Many companies are declaring this year as “The Year of Automation,” seeing automation as an essential part of how we address our new normal. [1] The COVID-19 pandemic has changed the dynamics of business and how we work.

For example, YouTube recently said in a blog post that with fewer people in its offices around the world, automation software is doing more of their video content moderation. “We have started relying more on technology to help with some of the work normally done by [content] reviewers,” the company said. “This means automated systems will start [curating] content without human review.”

The ideas around automation are simple, “tried and true” and have been applied to business since the very beginning of the industrial era. So, why do we feel the time is right now for automation?

Businesses today are all-in on being digital. The pandemic has accelerated digital transformation, with digital means to do just about everything from ordering a pizza to telemedicine to our Zoom-enabled workplaces — all digital-powered. As every aspect of a business becomes digital, the doors open for automation.
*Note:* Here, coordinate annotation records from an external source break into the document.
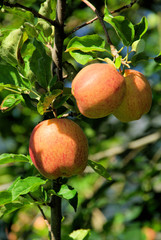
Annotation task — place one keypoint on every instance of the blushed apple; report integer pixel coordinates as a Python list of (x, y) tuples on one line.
[(98, 89), (138, 97), (58, 148)]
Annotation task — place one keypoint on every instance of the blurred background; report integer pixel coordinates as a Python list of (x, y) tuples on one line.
[(129, 206)]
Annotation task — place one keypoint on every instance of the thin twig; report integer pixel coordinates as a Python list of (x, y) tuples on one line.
[(124, 7), (33, 11)]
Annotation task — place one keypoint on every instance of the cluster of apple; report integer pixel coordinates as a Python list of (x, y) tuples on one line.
[(99, 90), (59, 147)]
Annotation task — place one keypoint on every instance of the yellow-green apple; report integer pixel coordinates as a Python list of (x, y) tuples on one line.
[(58, 148), (98, 89), (138, 97)]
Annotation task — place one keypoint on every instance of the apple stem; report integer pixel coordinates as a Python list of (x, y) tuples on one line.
[(56, 214), (112, 47), (59, 39)]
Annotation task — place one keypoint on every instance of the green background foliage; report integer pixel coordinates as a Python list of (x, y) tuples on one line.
[(113, 209)]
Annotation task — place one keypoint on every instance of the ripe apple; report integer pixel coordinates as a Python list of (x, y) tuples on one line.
[(58, 148), (98, 89), (138, 97)]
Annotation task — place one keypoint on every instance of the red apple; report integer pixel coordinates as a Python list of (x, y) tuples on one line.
[(98, 89), (138, 97), (58, 148)]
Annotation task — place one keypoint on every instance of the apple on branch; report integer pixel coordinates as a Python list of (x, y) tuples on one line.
[(98, 89), (58, 148)]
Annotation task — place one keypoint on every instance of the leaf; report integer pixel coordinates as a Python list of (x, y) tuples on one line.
[(87, 43), (141, 28), (10, 46), (70, 194), (118, 62), (138, 46), (10, 78), (13, 158), (40, 64), (81, 234), (123, 27), (98, 168), (139, 57), (10, 102), (158, 59), (24, 186), (45, 101), (81, 57), (5, 197), (30, 29), (9, 208)]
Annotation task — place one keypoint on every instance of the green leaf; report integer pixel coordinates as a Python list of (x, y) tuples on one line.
[(87, 43), (81, 234), (24, 186), (45, 101), (141, 28), (118, 62), (158, 59), (10, 78), (10, 47), (81, 57), (9, 208), (123, 27), (10, 102), (30, 29), (139, 57), (13, 158), (69, 193), (40, 64), (98, 168), (138, 46), (5, 197)]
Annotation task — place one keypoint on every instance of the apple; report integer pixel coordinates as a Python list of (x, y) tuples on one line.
[(98, 89), (58, 148), (138, 97)]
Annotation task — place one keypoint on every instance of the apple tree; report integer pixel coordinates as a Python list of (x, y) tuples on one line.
[(43, 47)]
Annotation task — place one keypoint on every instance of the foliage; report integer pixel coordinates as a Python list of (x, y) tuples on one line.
[(119, 193)]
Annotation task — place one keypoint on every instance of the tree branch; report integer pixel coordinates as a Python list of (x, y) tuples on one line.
[(34, 12), (59, 38)]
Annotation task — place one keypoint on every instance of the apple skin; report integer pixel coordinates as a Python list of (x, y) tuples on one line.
[(138, 97), (58, 148), (98, 89)]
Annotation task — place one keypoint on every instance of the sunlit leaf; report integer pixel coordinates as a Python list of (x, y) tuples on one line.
[(123, 27), (98, 168), (10, 102)]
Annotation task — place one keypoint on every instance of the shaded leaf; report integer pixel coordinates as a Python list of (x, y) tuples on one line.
[(141, 28), (158, 58), (10, 78), (123, 27), (5, 197), (13, 158), (98, 168), (45, 101), (81, 234), (139, 57), (40, 64), (10, 46), (138, 46), (24, 186)]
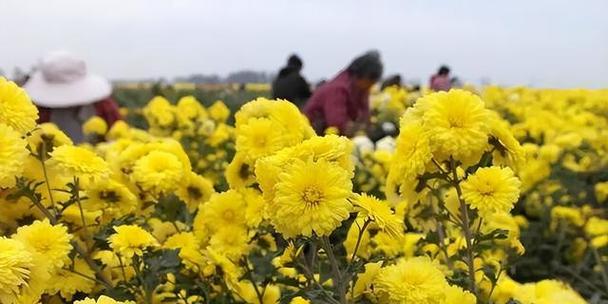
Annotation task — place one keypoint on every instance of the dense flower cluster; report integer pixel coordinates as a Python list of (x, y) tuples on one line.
[(189, 208)]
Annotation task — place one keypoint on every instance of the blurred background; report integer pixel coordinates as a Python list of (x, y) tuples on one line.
[(534, 43)]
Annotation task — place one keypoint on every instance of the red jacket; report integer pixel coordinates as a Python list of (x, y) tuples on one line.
[(106, 109), (336, 104)]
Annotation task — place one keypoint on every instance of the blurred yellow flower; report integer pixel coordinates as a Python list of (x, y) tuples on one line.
[(130, 240), (16, 108), (12, 155), (490, 190)]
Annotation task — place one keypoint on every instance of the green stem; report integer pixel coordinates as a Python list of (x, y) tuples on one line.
[(255, 286), (42, 159), (77, 198), (337, 275), (466, 229), (361, 232)]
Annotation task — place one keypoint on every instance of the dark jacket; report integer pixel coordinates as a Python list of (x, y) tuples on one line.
[(290, 85)]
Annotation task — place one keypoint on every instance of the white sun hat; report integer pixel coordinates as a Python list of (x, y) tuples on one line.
[(61, 80)]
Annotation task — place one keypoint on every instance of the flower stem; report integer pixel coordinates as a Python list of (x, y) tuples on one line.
[(361, 232), (337, 275), (466, 229)]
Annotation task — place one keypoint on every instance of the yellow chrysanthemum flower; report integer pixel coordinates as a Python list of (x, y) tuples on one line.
[(457, 123), (194, 190), (158, 172), (231, 241), (68, 282), (95, 125), (191, 108), (48, 242), (159, 112), (311, 197), (222, 210), (189, 249), (51, 134), (130, 240), (102, 300), (299, 300), (111, 196), (414, 280), (412, 154), (119, 129), (372, 209), (491, 190), (16, 108), (13, 153), (239, 173), (80, 162), (218, 111), (15, 267), (258, 138), (366, 279), (456, 295)]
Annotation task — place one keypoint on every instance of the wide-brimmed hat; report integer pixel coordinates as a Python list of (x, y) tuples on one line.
[(62, 80)]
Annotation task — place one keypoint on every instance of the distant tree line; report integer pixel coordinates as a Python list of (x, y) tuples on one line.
[(244, 76)]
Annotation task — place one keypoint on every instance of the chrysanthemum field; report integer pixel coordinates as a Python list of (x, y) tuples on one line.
[(487, 195)]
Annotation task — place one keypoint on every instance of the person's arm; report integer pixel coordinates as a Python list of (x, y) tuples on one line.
[(303, 88), (335, 110), (108, 110)]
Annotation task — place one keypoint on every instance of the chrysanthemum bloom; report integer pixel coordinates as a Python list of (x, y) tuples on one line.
[(457, 122), (159, 112), (366, 279), (81, 163), (456, 295), (311, 197), (194, 190), (259, 137), (130, 240), (239, 173), (255, 211), (232, 241), (372, 209), (352, 236), (507, 150), (415, 280), (189, 249), (15, 265), (222, 210), (13, 153), (111, 197), (67, 283), (51, 134), (102, 300), (218, 111), (95, 125), (547, 292), (491, 190), (411, 157), (191, 108), (158, 172), (48, 242), (299, 300), (16, 108)]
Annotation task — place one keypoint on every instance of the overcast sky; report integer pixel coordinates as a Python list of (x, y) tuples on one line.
[(551, 43)]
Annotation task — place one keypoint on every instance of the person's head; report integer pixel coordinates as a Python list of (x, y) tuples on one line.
[(294, 62), (366, 70), (62, 80)]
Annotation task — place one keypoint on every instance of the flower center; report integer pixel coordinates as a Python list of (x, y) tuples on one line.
[(228, 215), (312, 196), (194, 192)]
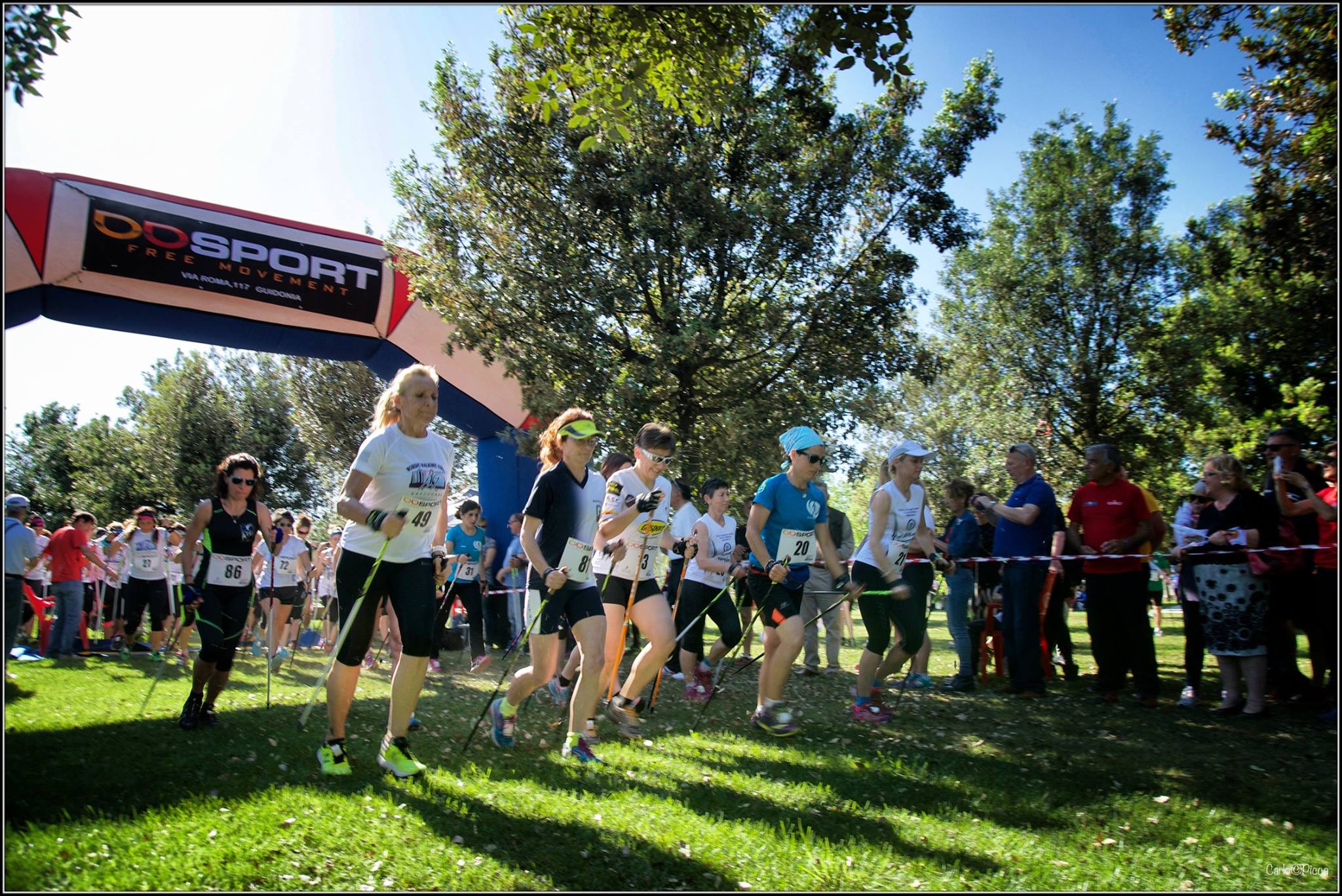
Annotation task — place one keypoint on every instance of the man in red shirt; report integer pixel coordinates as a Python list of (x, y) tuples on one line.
[(69, 548), (1109, 515)]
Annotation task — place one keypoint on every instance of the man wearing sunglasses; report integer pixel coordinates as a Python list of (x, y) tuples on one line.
[(1290, 604)]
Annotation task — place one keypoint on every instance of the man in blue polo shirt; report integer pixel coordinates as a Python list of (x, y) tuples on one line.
[(1024, 529)]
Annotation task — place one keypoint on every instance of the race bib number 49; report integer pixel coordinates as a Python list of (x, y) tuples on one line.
[(229, 572), (797, 546)]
In a sense, businesses, like cars, have become computers that can be programmed, and automation is the software that can propel a business to have “autopilot” or “auto-assist” modes. Digital-powered then sets the table for AI-powered.

Today, we have technology that can greatly change the “state of the art” of automation, with artificial intelligence (AI), machine learning, computer vision and natural language processing. AI has given birth to new ways to automate things that were difficult to automate before. AI, in the form of machine learning models, applied to IT automation with AIOps can predict the risk associated with making a change to your application, avoiding costly outages. Similarly, on the business-side, natural language understanding with robotic process automation can put automation in the hands of every business user to automate time-consuming and error-prone data entry tasks.
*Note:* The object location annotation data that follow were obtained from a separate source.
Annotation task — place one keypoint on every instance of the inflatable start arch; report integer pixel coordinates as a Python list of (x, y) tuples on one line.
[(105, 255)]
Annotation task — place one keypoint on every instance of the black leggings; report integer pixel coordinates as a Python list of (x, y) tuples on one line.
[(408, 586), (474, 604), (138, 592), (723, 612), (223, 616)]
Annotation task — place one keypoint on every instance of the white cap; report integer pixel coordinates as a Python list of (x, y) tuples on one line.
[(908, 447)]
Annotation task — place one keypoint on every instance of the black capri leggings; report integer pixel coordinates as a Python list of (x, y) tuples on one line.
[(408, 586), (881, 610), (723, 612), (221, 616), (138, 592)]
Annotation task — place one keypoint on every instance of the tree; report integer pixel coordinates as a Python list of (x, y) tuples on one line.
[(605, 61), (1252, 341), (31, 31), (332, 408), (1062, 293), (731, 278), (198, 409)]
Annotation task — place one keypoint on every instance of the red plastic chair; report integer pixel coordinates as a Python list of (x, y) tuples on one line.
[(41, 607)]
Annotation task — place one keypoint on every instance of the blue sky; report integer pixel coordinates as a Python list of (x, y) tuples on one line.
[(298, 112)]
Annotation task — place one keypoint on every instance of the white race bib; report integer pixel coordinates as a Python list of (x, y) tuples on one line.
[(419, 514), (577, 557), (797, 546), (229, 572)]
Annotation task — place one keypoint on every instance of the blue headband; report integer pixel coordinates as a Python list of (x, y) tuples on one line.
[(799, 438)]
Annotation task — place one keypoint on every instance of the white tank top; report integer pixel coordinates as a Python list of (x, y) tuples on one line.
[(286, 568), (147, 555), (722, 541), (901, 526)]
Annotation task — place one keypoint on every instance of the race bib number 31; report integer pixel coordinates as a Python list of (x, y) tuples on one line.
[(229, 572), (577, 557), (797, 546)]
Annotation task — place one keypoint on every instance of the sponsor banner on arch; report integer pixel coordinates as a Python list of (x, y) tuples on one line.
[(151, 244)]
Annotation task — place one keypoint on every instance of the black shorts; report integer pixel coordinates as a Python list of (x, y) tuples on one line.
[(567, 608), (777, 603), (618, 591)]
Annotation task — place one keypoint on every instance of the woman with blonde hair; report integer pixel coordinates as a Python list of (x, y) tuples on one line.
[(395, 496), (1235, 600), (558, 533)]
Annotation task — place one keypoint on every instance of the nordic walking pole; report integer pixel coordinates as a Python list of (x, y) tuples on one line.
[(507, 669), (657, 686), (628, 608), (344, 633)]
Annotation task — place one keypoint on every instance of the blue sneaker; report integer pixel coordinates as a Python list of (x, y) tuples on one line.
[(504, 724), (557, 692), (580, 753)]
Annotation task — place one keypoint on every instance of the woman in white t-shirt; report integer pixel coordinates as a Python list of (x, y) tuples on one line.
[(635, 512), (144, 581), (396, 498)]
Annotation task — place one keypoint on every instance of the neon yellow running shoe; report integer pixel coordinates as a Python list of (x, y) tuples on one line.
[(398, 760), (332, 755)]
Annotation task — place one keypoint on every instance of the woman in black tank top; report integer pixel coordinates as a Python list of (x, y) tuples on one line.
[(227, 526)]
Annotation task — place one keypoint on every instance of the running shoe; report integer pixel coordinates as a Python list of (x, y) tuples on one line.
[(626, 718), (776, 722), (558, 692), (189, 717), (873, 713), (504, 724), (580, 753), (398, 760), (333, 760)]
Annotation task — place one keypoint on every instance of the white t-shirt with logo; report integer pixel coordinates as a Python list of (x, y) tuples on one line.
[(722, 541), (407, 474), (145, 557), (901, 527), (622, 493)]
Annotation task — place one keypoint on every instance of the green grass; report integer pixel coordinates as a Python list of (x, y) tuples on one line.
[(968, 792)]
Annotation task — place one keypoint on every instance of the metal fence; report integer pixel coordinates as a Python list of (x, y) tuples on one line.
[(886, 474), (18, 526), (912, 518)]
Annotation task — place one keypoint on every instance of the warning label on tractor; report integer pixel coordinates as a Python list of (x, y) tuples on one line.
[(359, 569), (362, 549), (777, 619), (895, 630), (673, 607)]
So, The Year of Automation is ushered in by a pandemic-accelerated, digital-powered revolution and is being paired with AI-powered technology, setting a big stage and placing intelligent automation at its very center. As such, many industry analysts have declared automation — or extreme automation, hyper-automation, etc. —as the most critical technology trend to act on now. [2]

Fundamental aspects of the Art of Automation

Automation as an “art form” for business could be simply viewed as a two-step dance. As discussed in the previous section, our new normal is driving client-demand to automate processes that eliminate repetitive and monotonous tasks. This is the first step in the dance and enables the second step, which is to augment humans to produce super-human results more rapidly.
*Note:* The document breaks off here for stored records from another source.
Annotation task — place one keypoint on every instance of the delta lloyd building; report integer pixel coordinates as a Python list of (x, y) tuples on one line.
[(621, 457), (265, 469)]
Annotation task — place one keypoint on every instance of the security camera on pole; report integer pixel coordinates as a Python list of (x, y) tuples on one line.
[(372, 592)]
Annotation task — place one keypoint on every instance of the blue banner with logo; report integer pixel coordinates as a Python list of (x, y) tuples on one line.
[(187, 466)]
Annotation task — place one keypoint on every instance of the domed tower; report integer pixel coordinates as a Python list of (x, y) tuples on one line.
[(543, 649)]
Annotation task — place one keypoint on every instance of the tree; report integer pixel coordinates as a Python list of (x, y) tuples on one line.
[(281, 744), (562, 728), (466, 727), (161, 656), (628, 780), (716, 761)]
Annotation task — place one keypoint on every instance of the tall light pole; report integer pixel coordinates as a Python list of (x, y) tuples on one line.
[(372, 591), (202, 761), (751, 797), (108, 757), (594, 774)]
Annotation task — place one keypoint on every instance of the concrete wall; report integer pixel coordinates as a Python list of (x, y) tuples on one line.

Here is a closer look at these two simple yet fundamental aspects of the Art of Automation:

  • Task elimination targets simple, repetitive tasks across business and IT. Automating these tasks will free employees up to do more thoughtful work. For example, with closed offices keeping many of its workers away, PayPal has turned to chatbots, using them for a record 65% of message-based customer inquiries in recent weeks. “The resources we are able to deploy through AI are allowing us to be more flexible with our staff and prioritize their safety and well-being,” PayPal said in a statement.
  • Task augmentation supports, speeds up and increases employee efficiency. For example, with the increased use of online services during the coronavirus pandemic, AI-powered customer service agents can allow a single agent to help more users, decrease service queues and increase customer advocacy. AI is used to gauge user intent and capture information and the nature of the problem the customer is asking the company to solve. An automation workflow can then examine possible resolutions without engaging a human. That being said, the most powerful form of task augmentation is when humans and AI systems work hand-in-hand in achieving the desired outcome.

It is tempting to some businesses to stop after the first step and declare victory because of cost savings associated with task elimination. However, the true Art of Automation crescendos with augmenting humans with automation software. On Episode 3 of The Art of Automation podcast, Claus Jensen, Chief Digital Officer at Memorial Sloan Kettering Cancer Center, commented that automation software won’t replace doctors. Instead, it’s really the combination of artificial intelligence and human doctors which he stated, “outperforms either in isolation.” Claus further exemplified his comment with how doctors are using AI and computer imaging to enhance x-ray photos, highlighting anomalous structures, which then allows a doctor to discern and make a diagnosis, which would not have happened if the doctor used his eyes alone. A great example of the Art of Automation in action!

Autonomous vehicles and the process of automation

Automation has graduated to hyperautomation. We see it on the streets, with self-driving-autonomous vehicles. This is truly a marvel of modern ingenuity. Leveraging the best of artificial intelligence, internet of things and cloud computing, the automotive industry has set the “bar high” with this accomplishment. 

Test driving a Tesla Model 3 with its autopilot features is a fun way to witness the process of automation at work, while gaining an appreciation for how Tesla has taken automation to an extreme with advanced technology. 

Figure 1. Autonomous vehicle automation process.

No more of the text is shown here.